El máximo responsable de la Justicia española es un tipo con pinta de capataz que tuvo estudios primarios y ha prosperado sin moverse del pueblo, de mayoral que siempre será fiel a un señor cuyas tierras ya trabajara su padre, la típica pinta de hombre criado en el campo que se ha ganado la confianza del patrón a base de ser su sombra día y noche, de hacer favores que requieren discreción y de vestir, con una dignidad que no parezca prestada, la ropa usada que desecha el señor y reparte su esposa entre los empleados, toda en muy buenas condiciones, una señora, el típico hombre serio y cabal que recorre en todoterreno las fincas que no le pertenecen con un chaleco de safari de esos que vienen estupendamente porque llevan varios bolsillos delanteros en los que cabe el móvil aunque sea demasiado grande, un modelo antiguo pero que tira bien, el paquete de tabaco, una caja de puritos, la navaja, un calendario con un bodegón de chorizos que pone "Carnecerías Manolo", así, con e, algún palillo que usa distraído, con los brazos apoyados en el volante y el cuerpo inclinado sobre él, levantando un poco los cejas y haciendo tiempo mientras espera a que el señor salga de la sucursal bancaria, en cuanto le ve baja de un salto de su asiento y rodea el coche por la parte de atrás, llega antes que él a la puerta del copiloto y se la abre con puntualidad pero con un cierto aire casual, mirando hacia los lados, como si no fuera un sirviente sino un amigo cortés. El señor es el único que consigue aplacar un carácter que sin su protección le acarrearía más de una pendencia y de dos.

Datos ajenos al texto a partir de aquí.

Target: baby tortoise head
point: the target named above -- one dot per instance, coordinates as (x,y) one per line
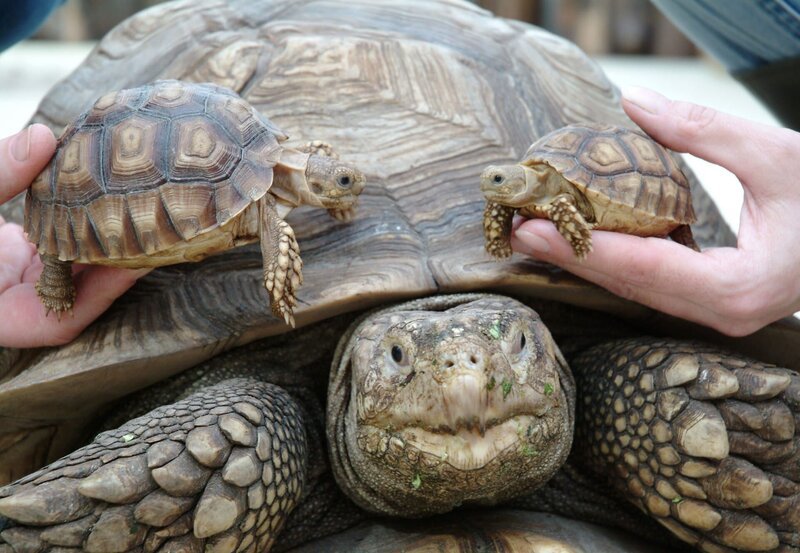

Ésa es la pinta. Pero, como las apariencias engañan, lo que hay dentro de esa pinta no es un policía violento ni un capataz pendenciero, sino un ministro de Justicia que después de una semana de trabajo presumiblemente dura, dada la naturaleza de su cargo, no tiene necesidad de descansar, lo que sería de justicia, sino de matar. Ganas de matar. Para lo cual llama a unos tipos que, aunque sean del PP, son amiguetes suyos, porque el gusto por la muerte ajena no distingue adscripciones políticas, y les pide que le organicen una batida de ciervos en una finca en Jaén, donde los aceituneros altivos que amamantan los olivos del señor. De ciervos. Inocentes ciervos, bellísimos ciervos.

Y ni corto ni perezoso, porque un ministro no puede ser un haragán, se pega el madrugón, se planta los pantalones de pana caqui y carga de escopetas y macutos el todoterreno al que se sube de un brinco, estimulado por los bramidos de terror que poco después oirá y por la sangre que de su propia mano será derramada, feliz con esa perspectiva y con la compañía de su mujer, que lleva a su vez pinta de monja militar, quizá la combinación más escalofriante que pueda imaginarse. Al final consiguió dos, dos cacerías, una el sábado y otra el domingo, privilegios de la posición: ser ministro de Justicia te abre las puertas del campo. Ya a pie de paredón se suceden los besos y los abrazos entre las señoras y las señoritas, golpes en la espalda entre los señores conocidos y apretones de mano quebrantahuesos entre los desconocidos, parabienes a tutiplén. Están todos muy contentos, encantados de ser quienes son: miembros de una banda de matar que se agazapan en la maleza, esperan a que aparezca ante ellos la hermosura y, cuando la ven ante sí, fruncen un poco el ceño, como si fueran a pensar, y disparan.